原来他都知道,申容眼中汇聚了良久的泪水,不知何时落到了手上,她低着头看了许久,怊怅若失,她已经没有周旋下去的言语了,嘴里嗫嚅着,好似就只会问一句,“为什么?”
刘子昭就笑着答,“一个对他心怀怨恨的孩子,他如何会放心把皇位交给他?”
果不其然,他当真是什么都知道,他的心里明明白白,这个太子位其实无所谓争不争,成帝都不会给他。
“那你还留在这里做什么?”阙台上的夜风悄然无息止住,宫城脚下虫鸣螽跃,搅得人实在心烦意乱,刘子昭尚能坦坦荡荡说出所有,她又有何好再隐藏?她就盯着手上的泪珠,咬紧牙关,“你就不怕太子有朝一日登基,对你心生忌惮,对你下手?”
“迟早会有这一天的。”刘子昭的声音依旧不急不躁,好似在说一件很寻常的事。
申容又是一愣,既然知道兄弟会相争,那又为何还要坐以待毙?还是说刘子昭手里也是有准备的?可如今他的身后已经没有一个强有力的支持者了,刘郢身后尚有郑皇后——郑老将军手下众多亲信兵力,再加上他国之储君的身份,若成帝殡天,虎符在手,京师兵就直接听令于他。
他如何斗得过刘郢?
她几度咽下内心的挣扎,顿了片刻终是说,“你斗不过他的。”这声音已经几近咬牙切齿,“你走吧。不要留在他眼皮底下,去一个他不能看见你的地方。”
莫说是有心要争储了,就算他刘子昭没有这个心要争,刘郢也绝不会放过他,一个在储位上威胁了他这么多年的对手,早就不是能化干戈为玉帛的关系了。
岂料刘子昭没有接她这话,他只是沉顿地笑了下,再开口时,语气竟还显得有些放松。
“小宫女,实话与你说,我虽是皇子,可我并不姓刘,我的生母姓邓,我单名一个‘训’字。”
“若后会有期,你可以唤我一声邓大哥。”
说完憨笑了两声,半分不像那个终日冷面示人的益北王。
长安皇城月色如水,高楼拂来的阵阵凉风并着刘子昭的声音,将申容心海深处的燥意皆数带走,回归到最初那泓静谧的水面,她翘首凝眸夜色,忽地失起神来。
这份宁静并未持续太久,刘子昭释然一笑,正准备与她告别离去,起身之际却见石壁后的身影徐徐走了出来。

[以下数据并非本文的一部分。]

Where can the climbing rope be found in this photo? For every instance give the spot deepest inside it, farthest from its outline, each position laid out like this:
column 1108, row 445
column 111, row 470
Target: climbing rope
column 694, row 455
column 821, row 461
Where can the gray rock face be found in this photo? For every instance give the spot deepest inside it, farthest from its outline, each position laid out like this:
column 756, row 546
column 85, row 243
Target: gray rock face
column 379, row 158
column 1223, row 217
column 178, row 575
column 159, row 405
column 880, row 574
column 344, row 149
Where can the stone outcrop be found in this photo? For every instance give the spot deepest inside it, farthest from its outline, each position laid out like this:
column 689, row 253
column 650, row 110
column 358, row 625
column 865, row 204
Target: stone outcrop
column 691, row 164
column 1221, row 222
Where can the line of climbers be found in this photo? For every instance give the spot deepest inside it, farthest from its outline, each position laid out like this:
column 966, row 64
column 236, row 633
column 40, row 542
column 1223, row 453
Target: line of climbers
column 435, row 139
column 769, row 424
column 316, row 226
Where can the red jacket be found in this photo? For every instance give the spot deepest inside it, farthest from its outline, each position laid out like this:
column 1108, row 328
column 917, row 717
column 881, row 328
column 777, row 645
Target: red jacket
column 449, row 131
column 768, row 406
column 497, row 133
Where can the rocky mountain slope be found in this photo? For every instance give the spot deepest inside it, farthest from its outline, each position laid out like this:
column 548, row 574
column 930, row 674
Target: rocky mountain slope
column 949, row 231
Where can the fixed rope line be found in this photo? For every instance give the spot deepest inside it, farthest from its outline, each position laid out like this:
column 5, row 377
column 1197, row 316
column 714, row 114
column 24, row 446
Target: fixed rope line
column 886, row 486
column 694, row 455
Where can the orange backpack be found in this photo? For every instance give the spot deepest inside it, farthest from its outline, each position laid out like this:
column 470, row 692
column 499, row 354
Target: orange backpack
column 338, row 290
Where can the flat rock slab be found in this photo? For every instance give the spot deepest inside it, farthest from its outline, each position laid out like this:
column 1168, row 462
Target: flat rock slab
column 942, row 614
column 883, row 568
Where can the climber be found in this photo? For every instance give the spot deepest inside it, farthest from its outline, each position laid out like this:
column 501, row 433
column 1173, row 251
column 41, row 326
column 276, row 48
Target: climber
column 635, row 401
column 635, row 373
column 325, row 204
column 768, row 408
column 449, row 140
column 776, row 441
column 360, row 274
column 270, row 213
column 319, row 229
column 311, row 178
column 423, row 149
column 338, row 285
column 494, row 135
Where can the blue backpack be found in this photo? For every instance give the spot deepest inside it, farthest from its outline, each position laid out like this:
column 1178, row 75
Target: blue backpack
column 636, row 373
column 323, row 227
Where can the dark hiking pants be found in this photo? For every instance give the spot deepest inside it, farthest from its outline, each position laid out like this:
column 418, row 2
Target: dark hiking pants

月色底下的女子眼底通红,脸上尚有几处泪痕,低扎的发髻早已被风吹得散落,连肩上搭着的袍服都仿佛是随手套上的一样,半点不见宫中贵人该有的端庄仪态。
刘子昭忽得想起那年在桓林山——她马上遇险被救后,也是这副凌乱模样。
原来也还是个小姑娘。
“我知道他要做的一切,你这一战必定是死,你还不肯走吗?”
当日此地,他的那番话将她拉出了被困许久的牢笼,今日相劝,就是她必须要做的。无论什么后果,她都不会后悔,她必须要救下他!
阙楼高台霎时风起云涌,月影由此朦胧,刘子昭握了握手中长剑,就这么怔怔地看着了眼前的人,却依旧没有回答。
申容提起一口气向前迈去,她欲要再劝——
“就像你那日说的,世事并非能尽如人意。”他忽然开了口。
夜风在二人之中盘旋,吹落他的束发,额上几绺搭在了高挺的鼻梁上,显得有些颓废、伤感。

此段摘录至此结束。